Trump Aid Cuts Undermine HIV Prevention Efforts in Africa, Fueling New Infections

APRIL 24: U.S. President Donald Trump delivers remarks during a bilateral lunch with Norway's Prime Minister Jonas Gahr Store in the Cabinet Room at the White House on April 24, 2025 in Washington, DC.

A wave of funding cuts initiated by former U.S. President Donald Trump has dealt a severe blow to HIV prevention efforts across Africa, with vulnerable groups like gay men, sex workers, and injecting drug users now losing access to life-saving medication.

Emmanuel Cherem, a 25-year-old from Awka, Nigeria, is among the growing number of people newly diagnosed with HIV after losing access to Pre-Exposure Prophylaxis (PrEP), a daily pill that reduces the risk of HIV transmission by up to 99%. “I blame myself… but I also blame the Trump administration,” he said. “These things were available, and then, without notice, they were cut off.”

The crisis stems from Trump’s early 2025 directive halting USAID-funded grants, including those under PEPFAR (President’s Emergency Plan for AIDS Relief), the world’s largest HIV/AIDS relief initiative. The suspension halted PrEP distribution to at-risk populations, especially in Sub-Saharan Africa, which accounted for 62% of global AIDS-related deaths in 2023, according to UNAIDS.

PEPFAR had financed over 90% of PrEP initiations in Africa by the end of 2024, expanding access from fewer than 700 people in 2016 to over 6 million. But with funding frozen, PrEP supplies have dwindled, and access to other preventive tools like condoms and lubricants has also declined, according to a recent UNAIDS fact sheet.

“This is incredibly short-sighted,” said Prof. Linda-Gail Bekker, an HIV expert at the University of Cape Town. “We were on a winning path, and now we risk reversing years of hard-fought gains.”

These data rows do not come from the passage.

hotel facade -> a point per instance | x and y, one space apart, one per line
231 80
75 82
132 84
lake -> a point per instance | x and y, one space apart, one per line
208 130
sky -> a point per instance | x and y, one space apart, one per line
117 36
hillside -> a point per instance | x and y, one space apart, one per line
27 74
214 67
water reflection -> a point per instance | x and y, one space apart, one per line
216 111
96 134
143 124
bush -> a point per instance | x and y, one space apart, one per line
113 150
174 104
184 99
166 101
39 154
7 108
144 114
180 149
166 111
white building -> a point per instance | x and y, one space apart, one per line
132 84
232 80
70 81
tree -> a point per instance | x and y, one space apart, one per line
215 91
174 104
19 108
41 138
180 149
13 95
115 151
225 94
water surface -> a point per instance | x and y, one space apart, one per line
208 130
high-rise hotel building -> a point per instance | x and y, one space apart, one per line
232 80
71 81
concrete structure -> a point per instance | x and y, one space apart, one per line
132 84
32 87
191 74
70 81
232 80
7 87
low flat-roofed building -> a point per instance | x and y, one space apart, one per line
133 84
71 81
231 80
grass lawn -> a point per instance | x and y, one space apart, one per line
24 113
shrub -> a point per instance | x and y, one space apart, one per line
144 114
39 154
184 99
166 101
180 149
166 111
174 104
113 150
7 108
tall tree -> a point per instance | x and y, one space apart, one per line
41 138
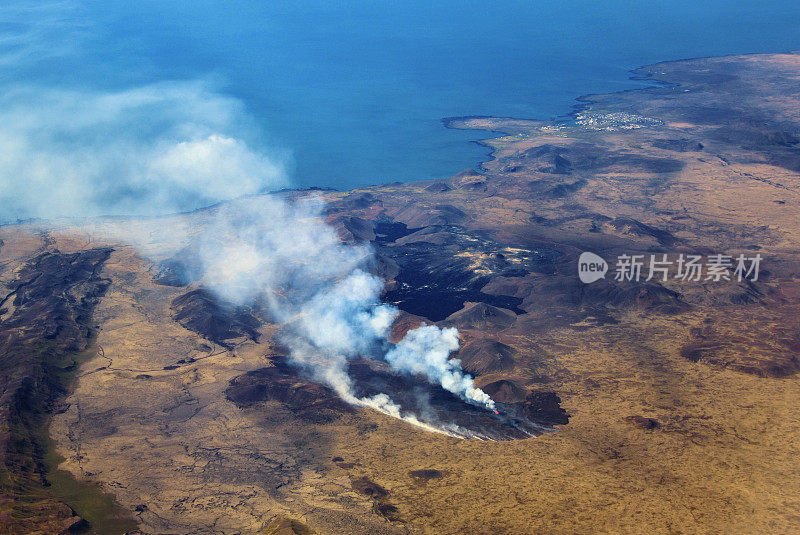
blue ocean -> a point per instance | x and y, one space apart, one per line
355 91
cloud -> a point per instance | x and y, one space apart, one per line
159 148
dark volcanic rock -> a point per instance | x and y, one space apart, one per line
53 298
486 356
369 488
283 383
482 317
204 313
505 391
545 407
423 476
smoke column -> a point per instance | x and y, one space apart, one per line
320 290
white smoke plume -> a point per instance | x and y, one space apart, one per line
318 287
160 148
426 351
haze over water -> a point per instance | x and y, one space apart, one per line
355 90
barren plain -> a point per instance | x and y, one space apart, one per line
666 406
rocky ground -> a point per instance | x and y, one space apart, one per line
673 403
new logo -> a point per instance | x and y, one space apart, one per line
591 267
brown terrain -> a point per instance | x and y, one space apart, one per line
628 407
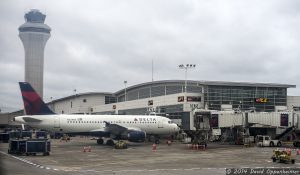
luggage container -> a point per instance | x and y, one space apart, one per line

The U.S. government, which disbursed $65 billion in foreign aid last year, has defended the cuts as part of a broader strategy to reduce spending and encourage recipient nations to take greater ownership of public health programs. “Aid dependency doesn’t help these people,” argued Max Primorac, a former USAID official now with The Heritage Foundation.

However, health experts say most African governments lack the financial capacity to independently sustain PrEP programs alongside ongoing HIV treatment. A February 1 State Department waiver partially reinstated PEPFAR activities, but only for mother-to-child transmission prevention, leaving key populations excluded.

UNAIDS warns that if the cuts become permanent, an additional 2,300 HIV infections could occur daily, compounding the 3,500 new cases already being recorded each day in 2023. Frontline health workers and activists say the true scale of rising infections is difficult to quantify, as many community organizations have been defunded and data collection disrupted.

For now, people like Cherem must grapple with the personal and public health consequences of a decision made thousands of miles away. “We had the tools to prevent this,” he said. “Now, we’re losing lives that didn’t need to be lost.”